Gülümsedi ve dedi ki ’Kanatların nerede peki?’
Elini tutup omuzuma koydum ve ’Burada,’ dedim.
’Kırılmışlar,’ dedi.
Bu konuşmadan dokuz ay sonra, annem dönülmez ufukta yitip gitti. Ama ’kırılmışlar’ sözü içimde yankılanmaya devam etti ve bana ’Kırık Kanatlar’ı, esinletti.“ (Aşk Mektupları, sayfa 50-51)
1895’te ailesiyle Lübnan’dan Amerika’ya göçen Cibran, dört yıl sonra 1899’da yaz tatili için, doğduğu Beşari’ye geldi.

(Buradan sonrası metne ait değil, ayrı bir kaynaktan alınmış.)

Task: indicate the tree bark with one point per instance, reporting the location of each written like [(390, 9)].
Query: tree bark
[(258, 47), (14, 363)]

Bir genç kıza umutsuzca aşık oldu. Bu genç kızın kimliği ve ilişkilerinin şekli konusunda farklı tahminler varsa da, Cibran’ın bu ilk gönül ilişkisinde engellemeler ve hayal kırıklığıyla tanıştığı kesindir. Cibran sonbaharda Amerika’ya döndü. Bir kaç yıl sonra, bu mutsuz ilişkiyi Kırık Kanatlar’da anlattı.
“Piskopos senden beni istedi ve bu kırık kanatlı kuş için bir kafes hazırladı. İstediğin bu mu baba?“
Kader Selma’yı işte böyle yakaladı ve onu da aşağılık bir köle gibi, zavallı Doğu Kadının tören alayına kattı; o soylu ruh, çiçek kokularıyla ıtırlı bir gökte aşkın ak kanatlarıyla özgürce uçtuktan sonra tuzağa işte böyle düştü.
“Ah Tanrım, bana merhamet et ve kırık kanatlarımı iyileştir.“.